Because infected Palearctic Myotis bats, overlapping in range with the pathogen, do not experience significant mortality [9, 10] or elicit a transcriptional response to infection [27], we hypothesise that the genomes of these bat species show signs of positive selection in genes that are associated with immune system signalling and function in response to fungal antigens. To investigate the potential impact of extended coexistence with P. destructans on the genetic makeup of Palearctic Myotis hosts, we use a variety of approaches to detect selection. First, we constructed a whole-genome dataset of 12 Myotis species (1 Nearctic, 11 Palearctic) to investigate the general overall patterns of selection in Palearctic Myotis and conduct a branch test to detect any lineage-specific selection in either the Palearctic M. myotis, which is considered the tolerant main host of P. destructans [9], and the susceptible Nearctic M. lucifugus sampled prior to the arrival of the pathogen. Second, we also assessed the potential of more recent positive selection with selective sweep analysis using single nucleotide polymorphisms (SNPs) in in the same two species, the Nearctic M. lucifugus and Palearctic M. myotis. Additionally, we conducted a systematic literature search to list genes already found to be associated with host responses during infection with P. destructans. Finally, the combined gene set curated from a literature search, sweep analysis and the phylogenetic branch tests were used to test for the presence of inheritable variation within Myotis. The identification of positive selection among these genes may highlight variations that contribute to tolerance among Palearctic lineages of Myotis. The identified gene variants and mechanisms contributing to survival in the Palearctic can be applied to conservation genetic approaches to predict the fate of affected populations.

Methods

Sample collection, DNA extraction and sequencing

Samples for DNA extraction were obtained from existing collections of the authors. No bats were sampled as a part of the present study.
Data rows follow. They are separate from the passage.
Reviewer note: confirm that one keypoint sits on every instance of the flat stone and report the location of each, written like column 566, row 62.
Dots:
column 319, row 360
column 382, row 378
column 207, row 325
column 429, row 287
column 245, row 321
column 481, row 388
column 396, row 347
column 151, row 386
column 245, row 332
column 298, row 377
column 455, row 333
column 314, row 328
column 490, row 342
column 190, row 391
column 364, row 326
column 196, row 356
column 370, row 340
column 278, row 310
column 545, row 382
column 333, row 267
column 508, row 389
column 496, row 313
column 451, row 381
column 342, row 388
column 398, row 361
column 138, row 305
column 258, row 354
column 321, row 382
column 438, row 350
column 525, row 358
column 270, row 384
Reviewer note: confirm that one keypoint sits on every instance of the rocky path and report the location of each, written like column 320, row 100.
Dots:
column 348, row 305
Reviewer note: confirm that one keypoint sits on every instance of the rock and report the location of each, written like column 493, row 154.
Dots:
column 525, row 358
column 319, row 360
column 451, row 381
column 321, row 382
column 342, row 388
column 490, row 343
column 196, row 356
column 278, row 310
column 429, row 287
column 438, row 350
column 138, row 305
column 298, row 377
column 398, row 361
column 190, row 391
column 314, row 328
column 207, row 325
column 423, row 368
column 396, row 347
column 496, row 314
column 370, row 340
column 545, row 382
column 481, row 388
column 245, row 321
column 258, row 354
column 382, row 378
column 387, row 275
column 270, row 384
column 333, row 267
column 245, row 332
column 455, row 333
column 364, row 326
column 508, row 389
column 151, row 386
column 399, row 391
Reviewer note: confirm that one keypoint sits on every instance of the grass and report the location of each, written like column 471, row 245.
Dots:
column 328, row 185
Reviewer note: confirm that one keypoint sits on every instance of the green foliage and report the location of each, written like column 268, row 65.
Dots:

Eleven out of the twelve species sampled represent the main lineages of Myotis from the Palearctic clade (M. bechsteinii, M. daubentonii, M. brandtii, M. mystacinus, M. dasycneme, M. frater, M. pequinus, M. petax, M. myotis, M. nattereri, M. ikonnikovi) with distributions ranging from the Iberian Peninsula to Japan (See Fig. 1). All species reside in the temperate or boreal zone and utilise extended periods of torpor, hibernation, over the winter months [34]. These species overlap in range with the predicted range of P. destructans [35], and all but M. ikonnakovii and M. frater have been described with the fungal infection, but with no signs of mortality [21]. As a whole, these Palearctic Myotis represent taxa that potentially have an extended infection history with the pathogen and are considered tolerant. Of the Palearctic species, the responses to infection by P. destructans have been thoroughly documented M. myotis, a species considered as the primary host for the fungus [9, 26, 27, 36]. The final species is M. lucifugus, the only representative of the Nearctic clade of Myotis in our study. The species has been extensively studied with regards to WND [12, 13, 37, 38] and its responses to infection have been documented [15,16,17, 27, 39,40,41,42]. The purpose of this species in our dataset is to act as an outlier against which the Palearctic species are compared. The estimated divergence times for the species within our dataset range from between 19 and 29.5 mya for the split between Nearctic (M. lucifugus) and Palearctic (all other species) Myotis and c. 5–22 mya within the Palearctic Myotis [43]. Full details for each sample are given in Supplementary Table S1.

Fig. 1
figure 1

Phylogenetic relationships among 12 Myotis species based on species tree reconstruction using 2,515 genes. Support values represent Astral Support/bootstrap values from the two runs of ASTRAL-III, unless otherwise shown all nodes had 1.00/1.00 support. Distribution maps for each species are colour coded according to the taxa on the phylogeny, with the P. destructans distribution being shown in grey. The distribution maps are based on IUCN (International Union for Conservation of Nature, https://www.iucnredlist.org Accessed on 03 October 2023). Map of distribution range of P. destructans based on Blomberg et al. (2023) [35]. Figure adapted from Harazim et al. 2018 [33]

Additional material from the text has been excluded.